Añadió que «se van a incluir inmensidad temas: agropecuario, política, justicia, Tribunal de paz, narcotráfico, reformas electorales, todo englobado en una sola pregunta si se quiere o no la paz» y aclaró: «Todos la queremos, pero, debido a que no se les pregunta si queremos o no impunidad, curules para los criminales de las Farc, reparación a las víctimas con recursos de narcotráfico, se engaña a la opinión con el pretexto de la paz».
La senadora Paloma Valencia, también de Centro Democratico, manifestó que el plebiscito que se propone es igual a un referendo y por esto pidió que «no se confunda más a la opinión».
La Senadora se cuestionó sobre «qué es lo que quiere hacer el gobierno con esta consulta» y manifestó que ante las falencias de la propuesta y la negativa de las mismas Farc «esto no le da garantía de continuidad al proceso».
Finalmente, el senador Jaime Amín manifestó que «matemáticamente es una trampa lo que el Gobierno le propone a los colombianos en el plebiscito. Se le está torciendo el cuello a la Constitución y a la ley de participación popular con el plebiscito que propone el gobierno nacional que baja los umbrales».

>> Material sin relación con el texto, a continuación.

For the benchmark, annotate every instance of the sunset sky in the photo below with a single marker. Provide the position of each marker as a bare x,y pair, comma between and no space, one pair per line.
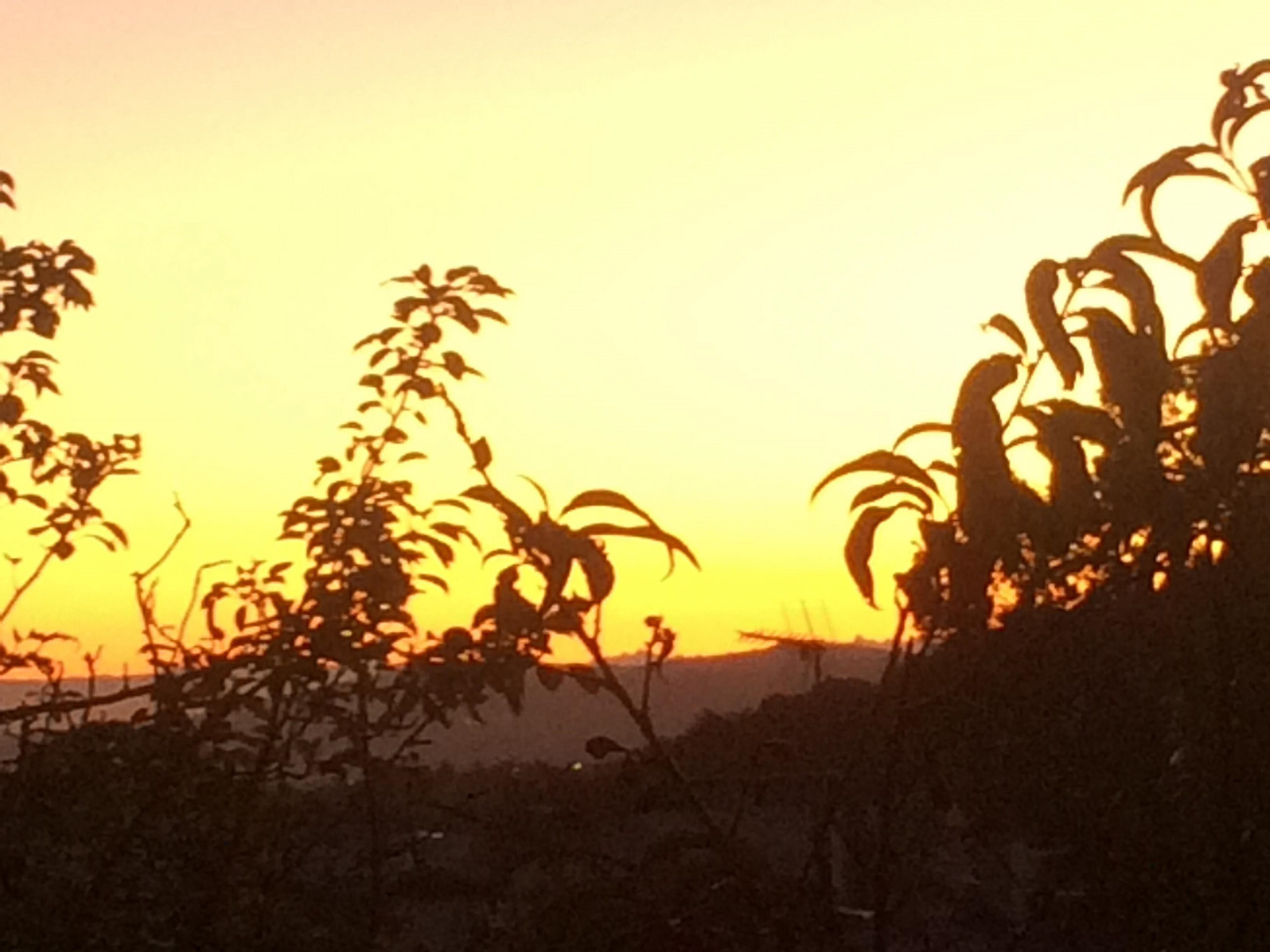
750,240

La representante de Centro Democrático Maria Fernanda Cabal expuso sus criterios en un escrito que publico en la web de su partido, calificando como preocupante el manejo que se pretende dar al umbral.
En un país caracterizado por una abstención preponderante de casi el 52% de la población en los comicios donde hay más participación, bajar el umbral al 13% indicaría que no sería garantía del reflejo del sentir popular, no podríamos hablar que en las urnas se podrá considerar la decisión del pueblo, puesto que sólo una muestra mínima estaría considerándose bajo el escrutinio.
Además hizo las siguientes precisiones:
A todas luces es entonces inconstitucional esta medida, ineficaz e ilegítima. Si lo que se busca es la refrendación popular debe garantizarse que la mayor parte de la población participe en esta toma de decisión y sólo si esto se logra así se podrá determinar que existe una voluntad manifestada en las urnas.
El plebiscito es un mecanismo de participación popular no de refrendación de acuerdos, es decir que se desdibuja la naturaleza misma de la figura con este nuevo “invento legislativo”.
Se pretende buscar el respaldo popular a unos acuerdos desconocidos. Esta figura diseñada constitucionalmente pero sin antecedentes en su aplicación nacional, llevaría sobre sus lastres el futuro de las actuales generaciones y las venideras, lo que no es cuestión de poca monta, por lo que es cuestionable el interés del Gobierno en aprobar los acuerdos a costa de la improvisación y de la ausencia de legitimidad.
Si la propia constitución creó la figura, mal haríamos ahora, que por la necesidad del gobierno de aprobar este grupo de reformas destruyamos nuestra propia legislación, sin medir las consecuencias y sin observar los efectos adversos que puede generar para nuestra institucionalidad y para democracia.
No debemos olvidar que los menoscabos en la democracia participativa, atentar contra el poder soberano del pueblo y la concentración del poder en otras ramas, son el nicho para nuevas formas de violencia, por lo que la paz, fin último de todas estas reformas constitucionales, van a resultar ineficaces para alcanzar una paz estable y duradera como el pueblo colombiano está aspirando y ha dejado en nuestras manos esa responsabilidad.
La postura que siempre he sostenido es que la negociación debe estar revestida de seguridad jurídica, donde no se desconozcan los mínimos de justicia, verdad, reparación y garantías de no repetición; no una donde la constante sea la concesión y el cumplimiento de todos los requerimientos de las FARC con la excusa de conseguir la Paz a cualquier costo. No sólo por el efecto nocivo que esto tiene para la negociación en si misma considerada que pierde su esencia, sino porque para la sociedad colombiana se ha perdido la credibilidad en el proceso que además de extenso, no ha visto reales hechos o voluntad de paz.